When we think of modern female role models, there are a few names that spring to mind. Michelle Obama, Greta Thunberg, and Queen Bey just to name a few. However, a name that is often shamefully left off the list is one of the most relatable and, despite being fictional, one of the most real role models that young women today can learn a lot from. Her name is Bridget Jones. Whether it be following in her footsteps or using her as an example of how not to behave, Bridget Jones is a queen in her own right, and deserves the respect she has earned. 

A heroine of modern-day romantic fiction, Bridget Jones teaches us many valuable life lessons, from learning to love yourself and not change for anyone, to making sure you change your massive granny pants before reaching ‘crucial moment’ with that boy you’ve fancied for ages. In the modern era of perfect profiles and Insta filters, even the slightest imperfection can feel like complete failure. Those of us who are struggling through life, taking one decent selfie once every six months and recycling that one banging outfit for three different events, may begin to feel inadequate. Luckily for us, Bridget is there to remind us that it’s okay to not have your life totally together yet. 

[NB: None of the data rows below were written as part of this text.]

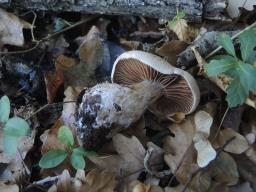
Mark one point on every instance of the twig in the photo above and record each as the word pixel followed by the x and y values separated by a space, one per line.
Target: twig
pixel 233 37
pixel 49 36
pixel 200 169
pixel 221 122
pixel 47 105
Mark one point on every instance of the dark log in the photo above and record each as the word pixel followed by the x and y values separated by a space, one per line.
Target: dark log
pixel 164 9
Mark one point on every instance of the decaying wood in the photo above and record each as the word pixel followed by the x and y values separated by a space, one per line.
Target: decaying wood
pixel 165 9
pixel 204 45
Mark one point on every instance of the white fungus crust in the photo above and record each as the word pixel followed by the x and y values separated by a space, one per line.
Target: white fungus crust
pixel 109 105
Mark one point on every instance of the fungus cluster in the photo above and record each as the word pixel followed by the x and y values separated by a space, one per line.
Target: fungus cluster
pixel 140 81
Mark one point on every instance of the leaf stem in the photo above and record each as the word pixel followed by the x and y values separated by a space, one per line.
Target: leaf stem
pixel 233 37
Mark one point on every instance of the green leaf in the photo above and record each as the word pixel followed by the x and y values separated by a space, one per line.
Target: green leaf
pixel 247 44
pixel 10 144
pixel 247 76
pixel 65 136
pixel 81 151
pixel 77 161
pixel 236 94
pixel 215 67
pixel 16 127
pixel 53 158
pixel 225 41
pixel 4 109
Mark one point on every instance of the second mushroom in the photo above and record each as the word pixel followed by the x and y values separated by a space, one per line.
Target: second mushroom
pixel 146 81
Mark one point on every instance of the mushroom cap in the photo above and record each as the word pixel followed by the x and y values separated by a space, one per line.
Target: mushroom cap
pixel 181 92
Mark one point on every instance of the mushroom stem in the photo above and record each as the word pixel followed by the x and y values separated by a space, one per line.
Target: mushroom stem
pixel 109 106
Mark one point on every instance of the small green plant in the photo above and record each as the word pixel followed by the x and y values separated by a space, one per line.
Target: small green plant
pixel 55 157
pixel 241 69
pixel 12 128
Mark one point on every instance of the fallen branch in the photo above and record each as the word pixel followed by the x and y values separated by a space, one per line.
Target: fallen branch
pixel 195 10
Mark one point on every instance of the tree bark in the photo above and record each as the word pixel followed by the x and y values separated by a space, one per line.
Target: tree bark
pixel 164 9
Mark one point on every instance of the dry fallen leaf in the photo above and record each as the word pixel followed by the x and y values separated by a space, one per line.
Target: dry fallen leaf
pixel 11 29
pixel 130 156
pixel 224 169
pixel 53 82
pixel 99 181
pixel 137 186
pixel 176 147
pixel 238 145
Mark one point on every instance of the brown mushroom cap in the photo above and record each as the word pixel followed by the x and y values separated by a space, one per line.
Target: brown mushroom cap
pixel 181 90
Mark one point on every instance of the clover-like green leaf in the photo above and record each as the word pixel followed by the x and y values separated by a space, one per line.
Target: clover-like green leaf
pixel 77 160
pixel 225 41
pixel 65 136
pixel 215 67
pixel 10 144
pixel 247 44
pixel 53 158
pixel 236 93
pixel 4 109
pixel 16 127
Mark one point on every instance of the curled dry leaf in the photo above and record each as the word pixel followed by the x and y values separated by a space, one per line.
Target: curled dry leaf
pixel 154 159
pixel 99 181
pixel 224 169
pixel 53 82
pixel 130 156
pixel 176 147
pixel 238 145
pixel 11 29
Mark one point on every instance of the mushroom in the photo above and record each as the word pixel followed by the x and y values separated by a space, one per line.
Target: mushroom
pixel 181 92
pixel 147 80
pixel 108 107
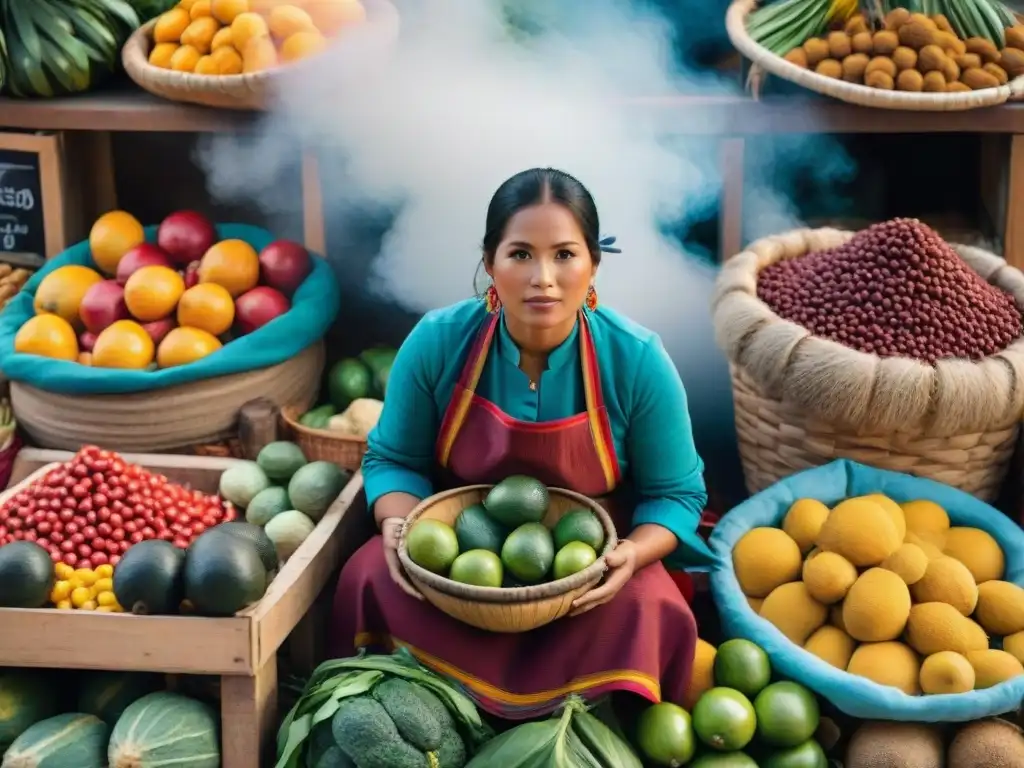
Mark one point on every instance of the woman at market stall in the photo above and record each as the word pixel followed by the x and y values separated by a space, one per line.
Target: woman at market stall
pixel 468 394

I can relate to Bridget on many levels. Like her, I am a bit of a binge drinker and suffer from verbal diarrhoea when nervous. Although I have never accidentally made blue soup, I am hopeless in the kitchen, and unfortunately, I don’t have the supportive and beautiful Mark Darcy telling me that it’ll all be okay. All I have is the smoke alarm screaming at me. 

Though she encounters some dickheads on the way, Bridget is lucky enough to find her perfect man eventually. She teaches us not to fall for the handsome player who expects us to be someone we’re not. Instead, Bridget let herself be an independent, career-driven woman until her Mr Darcy came into her life. She teaches us not to settle, but to wait for the right person who will like us very much, just as we are. 

Bridget teaches us that no matter what life throws at you, as long as you are surrounded by good people, you will be able to get through it. Bridget and I are similar in that we both have amazing friends that adore us. Whenever I have good news, bad news, want to gossip or want a should to cry on, my mates are there, usually carrying chocolate and wine. 

Along with death and paying taxes, familial embarrassment is one of life’s certainties. Bridget and her parents teach us that although family life can be rocky at times, in the end families support and love each other unconditionally. So next time you feel your cheeks burning red with embarrassment as your mum does something incredibly embarrassing in public, just thank your lucky stars she not the face of ‘Have it Oeuf’ Wise Crack egg peeler.

Another valuable life lesson Bridget taught us is that first impressions aren’t as important as everyone made you believe. If Bridget’s experiences have taught us anything it’s to reserve judgement until you get to know someone and don’t judge a book by its cover – or its hideous Christmas jumper. 

Sometimes you turn up to a family party dressed as a slutty bunny and sometimes you slide down a fireman’s pole before your cue and your whole arse is shown to the world. Like Bridget, we all make mistakes and embarrass ourselves. These imperfections that we love and admire in Bridget are the ones we find difficult to love about ourselves. Bridget sets an example for young people today that it’s okay – normal in fact – to not be perfect. The most perfect thing you can be is yourself. If you are yourself, and love yourself, so will everyone else. Big knickers, blue soup, and all.